While not horror in the most obvious sense, there are a lot of unique horror attributes. Alma is stalked in an obsessive capacity; a stone monster is essentially Frankensteined to life by the AI; harsh environments with strange creatures on alien worlds, and there are warnings of the advancements of technology without human input and guidance. Otherwise, Delta Space Mission is mainly an animated science fiction adventure for action-adventure cartoons and anime fans. The film is also a bloodless affair, and the relationships are friendly and non-romantic, meaning this is an excellent film to share with kids in the eight to ten-year-old range. Just be advised there is not an English audio track present, but there are subtitles. There are some action sequences and explosions, but all of the violence is pointed toward the hive-minded automatons.
I found Delta Space Mission a lot of fun, both nostalgically and as a hidden treasure, yearning for a watch. It’s a blast to watch from start to finish, with drawings resembling the backgrounds in Andrei Tarkovsky’s Stalker or the surreal paintings of M.C. Escher. This world is beautiful to behold. As I said earlier, it feels like this was planned as a series, and the film is like a three-episode arc. The forthcoming Blu-Ray release will also feature two seven-minute short films that seem to coincide with my theory. It’s a remarkably quick seventy-minute feature, fueled by Calin Ioachimescu’s captivating synth score, that puts its characters in harrowing situations while allowing them to be reliant on teamwork. If that doesn’t sound like the Saturday morning cartoons of yesteryear, I don’t know what does.

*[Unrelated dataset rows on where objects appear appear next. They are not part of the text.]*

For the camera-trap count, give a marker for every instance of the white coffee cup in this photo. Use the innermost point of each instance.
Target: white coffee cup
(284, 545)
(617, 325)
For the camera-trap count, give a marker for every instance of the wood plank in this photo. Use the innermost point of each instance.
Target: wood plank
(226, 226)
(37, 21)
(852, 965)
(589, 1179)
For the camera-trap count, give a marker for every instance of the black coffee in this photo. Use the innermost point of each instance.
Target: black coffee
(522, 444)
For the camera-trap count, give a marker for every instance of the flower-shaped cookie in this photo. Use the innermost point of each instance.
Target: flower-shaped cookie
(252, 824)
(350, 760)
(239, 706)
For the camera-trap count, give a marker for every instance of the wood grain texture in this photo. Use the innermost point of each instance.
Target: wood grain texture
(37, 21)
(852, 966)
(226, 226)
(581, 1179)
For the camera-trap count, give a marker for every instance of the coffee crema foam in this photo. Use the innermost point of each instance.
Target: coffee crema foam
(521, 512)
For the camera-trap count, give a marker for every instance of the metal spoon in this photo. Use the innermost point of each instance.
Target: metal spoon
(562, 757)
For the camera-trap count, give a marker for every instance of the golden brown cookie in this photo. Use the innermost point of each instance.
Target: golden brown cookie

A stunning 4K restoration has been done for the now thirty-eight-year-old film and is now available through Vinegar Syndrome’s website. The new release marks the first time the film has been available on Blu-Ray and contains a new interview featurette with co-director Călin Cazan, a new commentary track by Diabolique magazine editor-in-chief Kat Ellinger, two Delta Space Mission short films, an embossed slipcover limited to two thousand units exclusive to Vinegar Syndrome’s website, and a collector’s booklet featuring an essay from Swamp Thing comic artist Stephen R. Bissette.